I’m riled by an extractive industry, one I believe is a momentous dark force in society. This industry includes Meta, the owner of Instagram, and TikTok and others peddling porn and video games.
The bible of this industry is literally titled “Hooked.” No joke. Here is an excerpt from the book:
“Emotions, particularly negative ones, are powerful internal triggers and greatly influence our daily routines. Feelings of boredom, loneliness, frustration, confusion, and indecisiveness often instigate a slight pain or irritation and prompt an almost instantaneous and often mindless action to quell the negative sensation.
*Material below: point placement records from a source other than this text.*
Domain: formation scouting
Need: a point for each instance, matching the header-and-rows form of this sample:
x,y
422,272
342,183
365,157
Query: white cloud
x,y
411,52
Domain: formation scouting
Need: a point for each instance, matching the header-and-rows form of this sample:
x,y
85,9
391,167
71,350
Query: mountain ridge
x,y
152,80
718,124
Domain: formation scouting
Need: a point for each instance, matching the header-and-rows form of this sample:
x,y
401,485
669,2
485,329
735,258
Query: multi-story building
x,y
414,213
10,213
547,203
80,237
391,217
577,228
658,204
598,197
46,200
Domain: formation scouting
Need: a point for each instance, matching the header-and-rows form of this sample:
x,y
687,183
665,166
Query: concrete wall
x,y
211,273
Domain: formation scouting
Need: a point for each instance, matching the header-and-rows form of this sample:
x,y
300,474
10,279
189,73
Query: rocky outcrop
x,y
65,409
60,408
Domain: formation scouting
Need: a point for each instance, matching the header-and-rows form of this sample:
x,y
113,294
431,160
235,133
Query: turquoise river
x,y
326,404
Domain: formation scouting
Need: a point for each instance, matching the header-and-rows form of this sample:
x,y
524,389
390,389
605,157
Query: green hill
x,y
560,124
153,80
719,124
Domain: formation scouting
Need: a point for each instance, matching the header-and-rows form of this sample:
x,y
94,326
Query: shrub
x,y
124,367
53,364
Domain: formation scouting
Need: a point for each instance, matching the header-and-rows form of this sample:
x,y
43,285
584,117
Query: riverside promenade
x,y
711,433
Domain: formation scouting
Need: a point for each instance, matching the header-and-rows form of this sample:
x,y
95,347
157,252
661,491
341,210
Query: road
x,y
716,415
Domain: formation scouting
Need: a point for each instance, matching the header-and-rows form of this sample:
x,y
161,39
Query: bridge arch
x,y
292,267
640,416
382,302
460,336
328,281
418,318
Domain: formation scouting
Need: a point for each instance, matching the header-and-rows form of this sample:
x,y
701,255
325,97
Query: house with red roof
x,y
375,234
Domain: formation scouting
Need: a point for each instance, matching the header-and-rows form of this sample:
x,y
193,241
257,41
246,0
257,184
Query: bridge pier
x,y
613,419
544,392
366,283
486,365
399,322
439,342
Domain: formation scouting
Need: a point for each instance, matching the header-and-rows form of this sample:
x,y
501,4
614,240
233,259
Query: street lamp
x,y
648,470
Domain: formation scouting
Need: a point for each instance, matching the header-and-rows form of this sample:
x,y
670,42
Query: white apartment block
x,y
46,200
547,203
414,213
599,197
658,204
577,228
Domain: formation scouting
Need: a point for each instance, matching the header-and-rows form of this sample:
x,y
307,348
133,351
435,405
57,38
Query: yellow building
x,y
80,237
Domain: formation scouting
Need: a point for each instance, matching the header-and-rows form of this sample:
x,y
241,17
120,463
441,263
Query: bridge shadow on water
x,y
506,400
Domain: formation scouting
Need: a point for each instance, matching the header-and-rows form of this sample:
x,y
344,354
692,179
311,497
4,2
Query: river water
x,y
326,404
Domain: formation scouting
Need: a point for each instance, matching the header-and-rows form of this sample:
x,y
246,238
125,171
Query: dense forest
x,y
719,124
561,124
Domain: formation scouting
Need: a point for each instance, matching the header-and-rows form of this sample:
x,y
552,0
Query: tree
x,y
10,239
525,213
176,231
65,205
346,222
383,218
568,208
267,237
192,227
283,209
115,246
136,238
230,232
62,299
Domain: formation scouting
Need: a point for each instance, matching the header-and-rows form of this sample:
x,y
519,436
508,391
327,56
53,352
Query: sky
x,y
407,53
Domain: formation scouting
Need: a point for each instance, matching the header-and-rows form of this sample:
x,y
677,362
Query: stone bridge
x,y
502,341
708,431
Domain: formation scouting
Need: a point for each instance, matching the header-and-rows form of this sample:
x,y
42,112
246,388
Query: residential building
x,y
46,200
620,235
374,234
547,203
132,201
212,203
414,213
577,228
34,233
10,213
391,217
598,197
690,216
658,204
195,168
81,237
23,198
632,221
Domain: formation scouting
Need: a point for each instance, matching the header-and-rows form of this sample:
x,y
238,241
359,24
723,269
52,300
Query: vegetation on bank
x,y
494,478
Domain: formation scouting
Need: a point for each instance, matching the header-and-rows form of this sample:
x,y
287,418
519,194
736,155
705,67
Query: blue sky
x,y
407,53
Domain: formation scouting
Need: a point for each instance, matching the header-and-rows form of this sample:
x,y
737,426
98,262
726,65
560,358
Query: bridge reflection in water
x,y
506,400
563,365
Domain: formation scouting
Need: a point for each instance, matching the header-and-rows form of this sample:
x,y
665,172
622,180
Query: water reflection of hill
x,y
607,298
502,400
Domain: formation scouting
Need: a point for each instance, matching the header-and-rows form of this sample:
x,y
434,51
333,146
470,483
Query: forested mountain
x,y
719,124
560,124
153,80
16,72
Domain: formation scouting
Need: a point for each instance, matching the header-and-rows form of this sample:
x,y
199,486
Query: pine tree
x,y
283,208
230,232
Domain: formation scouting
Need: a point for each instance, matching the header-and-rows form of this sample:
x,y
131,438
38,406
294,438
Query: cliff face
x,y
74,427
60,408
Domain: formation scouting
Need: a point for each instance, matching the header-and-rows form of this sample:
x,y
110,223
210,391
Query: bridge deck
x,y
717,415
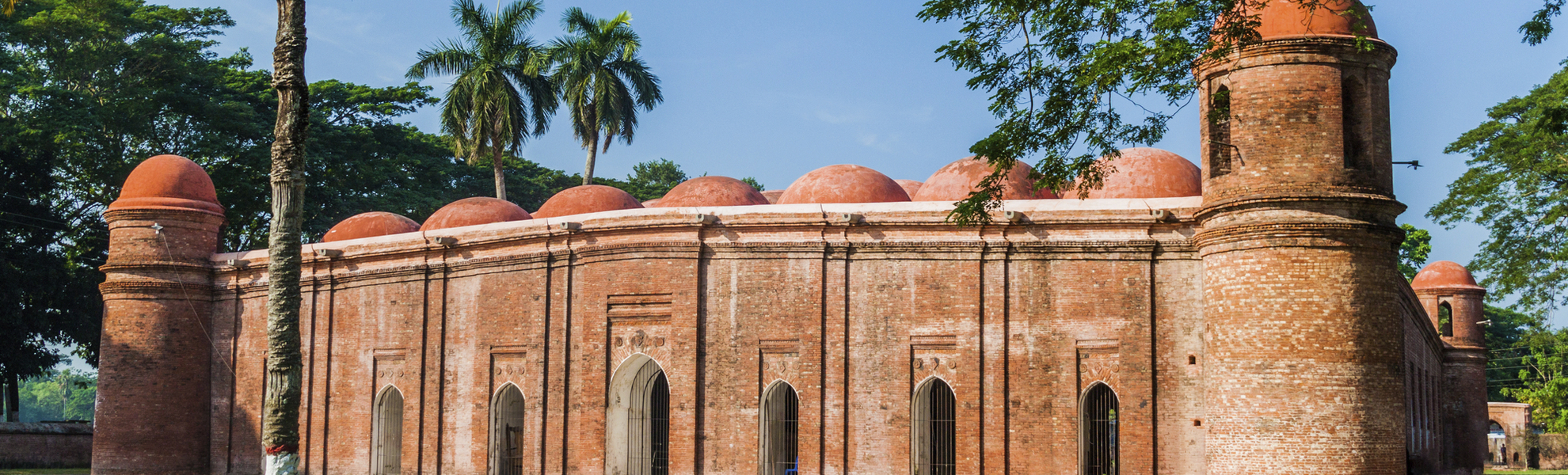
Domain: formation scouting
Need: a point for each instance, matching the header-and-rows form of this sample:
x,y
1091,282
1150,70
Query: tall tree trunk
x,y
281,401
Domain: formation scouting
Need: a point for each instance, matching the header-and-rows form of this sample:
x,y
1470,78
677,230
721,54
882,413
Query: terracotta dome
x,y
1148,173
843,184
472,212
710,192
1334,17
171,182
958,179
587,200
1443,275
774,195
369,225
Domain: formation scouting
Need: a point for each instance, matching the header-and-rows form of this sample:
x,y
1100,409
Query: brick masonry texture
x,y
1261,328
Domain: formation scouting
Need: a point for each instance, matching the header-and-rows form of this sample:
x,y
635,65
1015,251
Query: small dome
x,y
710,192
587,200
1334,17
958,179
1443,275
843,184
774,195
369,225
169,180
1148,173
472,212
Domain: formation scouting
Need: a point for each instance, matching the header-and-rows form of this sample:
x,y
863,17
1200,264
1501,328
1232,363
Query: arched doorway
x,y
934,439
637,422
1099,431
507,420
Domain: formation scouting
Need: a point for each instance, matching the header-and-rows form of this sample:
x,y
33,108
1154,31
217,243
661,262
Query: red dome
x,y
587,200
710,192
369,225
1444,275
1334,17
169,180
472,212
843,184
1148,173
774,195
958,179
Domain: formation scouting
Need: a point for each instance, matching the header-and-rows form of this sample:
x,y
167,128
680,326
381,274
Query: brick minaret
x,y
1300,251
156,374
1446,287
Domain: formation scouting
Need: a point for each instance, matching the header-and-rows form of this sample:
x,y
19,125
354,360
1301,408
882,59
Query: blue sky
x,y
774,89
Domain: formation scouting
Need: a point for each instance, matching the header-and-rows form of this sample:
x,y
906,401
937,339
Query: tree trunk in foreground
x,y
281,401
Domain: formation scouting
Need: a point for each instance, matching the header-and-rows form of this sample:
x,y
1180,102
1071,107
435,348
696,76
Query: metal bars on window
x,y
1099,431
386,433
935,430
507,420
648,424
780,430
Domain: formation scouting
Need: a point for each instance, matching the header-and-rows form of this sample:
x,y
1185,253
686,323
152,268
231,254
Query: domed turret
x,y
843,184
587,200
369,225
472,212
1148,173
958,179
710,192
169,182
For instance, Yin [a human being] often uses Instagram when she fears a special moment will be lost forever… By thoughtfully moving users from external to internal triggers, Instagram designed a persistent routine in people’s lives. A need is triggered in Yin’s mind every time a moment is worth holding on to, and for her, the immediate solution is Instagram.” (48 - 51)
This industry makes shiny, grabby user interfaces designed to alter human psychology. It foments addiction, anxiety, depression, eating disorders, comparison, and competition. In a sense, it is not an extractive industry, but a Devouring Industry.
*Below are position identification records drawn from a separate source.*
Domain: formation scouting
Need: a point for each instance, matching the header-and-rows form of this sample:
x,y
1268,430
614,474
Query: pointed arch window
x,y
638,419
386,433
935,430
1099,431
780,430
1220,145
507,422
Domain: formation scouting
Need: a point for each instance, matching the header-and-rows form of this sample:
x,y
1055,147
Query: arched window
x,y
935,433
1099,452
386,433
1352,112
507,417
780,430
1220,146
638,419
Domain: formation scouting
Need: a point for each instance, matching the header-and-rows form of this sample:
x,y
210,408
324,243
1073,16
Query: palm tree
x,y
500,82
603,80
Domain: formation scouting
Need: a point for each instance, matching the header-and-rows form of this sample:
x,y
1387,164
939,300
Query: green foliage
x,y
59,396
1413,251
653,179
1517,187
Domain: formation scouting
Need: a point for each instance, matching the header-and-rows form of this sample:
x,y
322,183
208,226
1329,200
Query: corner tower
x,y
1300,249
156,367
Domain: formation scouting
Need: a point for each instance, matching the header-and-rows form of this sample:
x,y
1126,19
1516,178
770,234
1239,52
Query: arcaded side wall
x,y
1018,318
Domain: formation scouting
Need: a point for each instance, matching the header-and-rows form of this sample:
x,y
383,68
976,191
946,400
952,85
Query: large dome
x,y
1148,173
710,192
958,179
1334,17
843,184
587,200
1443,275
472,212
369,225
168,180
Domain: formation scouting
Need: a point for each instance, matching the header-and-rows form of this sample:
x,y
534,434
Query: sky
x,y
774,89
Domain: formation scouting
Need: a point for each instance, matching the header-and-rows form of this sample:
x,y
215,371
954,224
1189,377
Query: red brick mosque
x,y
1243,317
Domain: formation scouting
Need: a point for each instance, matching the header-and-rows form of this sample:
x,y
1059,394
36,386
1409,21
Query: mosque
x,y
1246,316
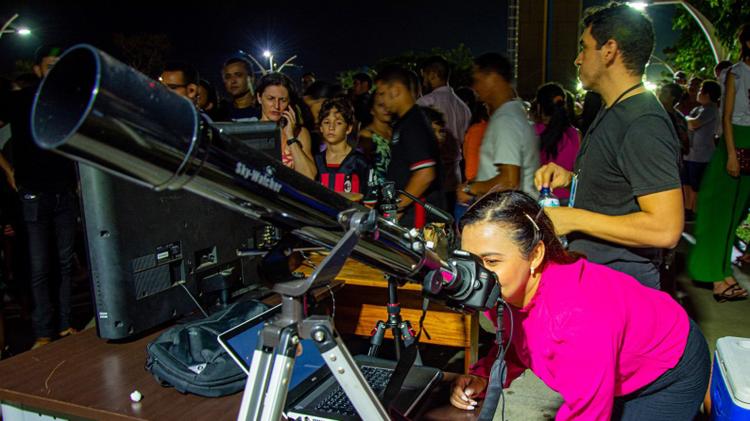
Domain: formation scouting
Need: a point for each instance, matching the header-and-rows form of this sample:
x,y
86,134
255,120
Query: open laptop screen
x,y
241,341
Here’s how it goes: You get a new phone. You download an Industry app. You sign in, seamlessly, one click. You’re invited to join interest groups and follow sexy and interesting people. It shows you some sexy and interesting photos and videos. Your brain lights up! You click like. A heart appears, letting you know that it’s not a like after all — it is, in fact, true love!
Rinse, repeat, faster and faster, more and more. You add photos. People love YOU now. More photos, more love. What could be simpler! You have never had more love than you have on this app! What delights!
Yes, delights… and now it has its hooks in you. Day after day, you pick up your phone impulsively. You cannot control it. It will never let you go. It eats your attention. It eats your time. It eats your life. Bit by small bit. You cannot, of course, imagine deleting the Industry app from it (too useful! too loving!). From Hooked:
“The collection of memories and experiences, in aggregate, becomes more valuable over time and the service becomes harder to leave as users’ personal investment in the site grows.” (147)
Have you watched Stranger Things? There are scenes where the villain, Vecna, forces his slimy tendrils down into children’s throats, and pumps them full of dark energy, forcing them into a virtual dreamstate to take their agency for his uses. Hooked, again:
“Recently, a blog reader e-mailed me, ‘If it can’t be used for evil, it’s not a superpower.’ He’s right. And under this definition, building habit-forming products is indeed a superpower… [Industry products] can quickly degenerate into mindless, zombielike addictions for some users.” (11)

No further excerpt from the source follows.